The other problem with the accelerated opening is that the whole thing feels like a rehashing of what we already know about Klebold and Harris\' backgrounds, except with a much more pro-shooter stance. According to statements made by Ledonne on the game\'s forums and in interviews with media outlets, he intends the game to be an illustration of how awful it would have been to be one of the troubled shooters and also how futile their actions really are. He cites the final image of the two shooters dead in the school library: These images were never shown on prime time television, and they are quite shocking.

But the compressed opening and the writing (especially the somewhat misguided contextualization of the shooters with prominent thinkers like Breton) leads to a very Pump Up the Volume feeling, for those who are old enough to remember the movies that were popular back when this kind of game was popular. Eric and Dylan feel very much like Christian Slater\'s protagonist in Pump Up the Volume or Heathers. The problem is that the Columbine shooting wasn\'t a movie, and Klebold and Harris were guilty of more than running a pirate radio station. (In fact, I would put pirate radio stations high on the list of \"cool things to do when you\'re feeling young and disenfranchised.\")

Once the school assault is finished, the game switches to Dylan Klebold\'s perspective and players can help guide Klebold through Hell. Hell is populated with all sorts of characters, including Imps taken from the original Doom, which was a center of controversy at the time of the events. Eventually, players can challenge Satan himself for power over the underworld, presumably hammering home the message that being bad and shooting up your high school is a bad idea (unless, that is, you want to become the eternal lord of the underworld, in which case it\'s apparently just the thing to do).

The problem with this ending is clear: It\'s a lot like 50 Cent telling kids that they shouldn\'t sell drugs and get in gunfights because look at where it got him (in the back of a limo with a bottle of champagne and a dozen scantily-clad women). A perusal of the game\'s discussion forums reveals the full spectrum of reactions, from the completely outraged to the completely aroused. It\'s clear that most gamers will get from this game what they bring to it. It is not the game that will shape or change your feelings about Columbine; rather, your pre-existing feelings will shape how you interpret the ambivalent messages inside the game.

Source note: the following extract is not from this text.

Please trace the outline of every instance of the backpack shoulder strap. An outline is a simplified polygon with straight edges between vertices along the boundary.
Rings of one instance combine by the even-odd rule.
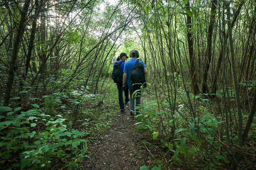
[[[116,63],[117,62],[116,61]],[[117,63],[117,64],[116,64],[116,63],[115,63],[115,65],[116,64],[118,64],[118,66],[120,66],[120,65],[121,65],[121,64],[122,64],[122,63],[123,62],[124,62],[124,61],[123,60],[122,60],[122,61],[120,61],[120,62],[119,62],[119,63]]]
[[[137,59],[136,62],[135,63],[135,64],[134,64],[134,66],[133,66],[133,68],[136,68],[137,67],[138,67],[140,62],[140,59]]]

Ledonne\'s creation is provocative and interesting. It\'s worth checking out, if only to see what the concern is. Where it succeeds is in proving that even mundane game systems are capable of supporting complex content. It is not the RPG conventions that make SCM fail (if you feel it fails, that is). In fact, SCM proves the power of the RPG genre conventions. If Dylan Klebold and Eric Harris can be represented as such suitable protagonists, then what does that mean about the many other protagonists we\'ve taken for granted over the years? Could it be that Cloud is actually a terrorist? (Set FFVIIin Iraq and rename Shinra Corp. to Haliburton and the analogy might make sense...) And isn\'t World of Warcraft overtly about racial warfare? Or am I just imagining that?

Super Columbine Massacre RPG is not a great game. But it is an important game. It is a game created by a filmmaker, not a game developer. In fact, Ledonne told the Washington Post that he would not make another game. It was created specifically with the intent of generating discussion and presenting a unique perspective on the events of the Columbine shooting. This may not be the future of gaming, but it is a step towards the future of how games will be treated and viewed in our culture--as artful, meaningful objects which represent the thoughts, ideas, dreams and nightmares of a unique creator.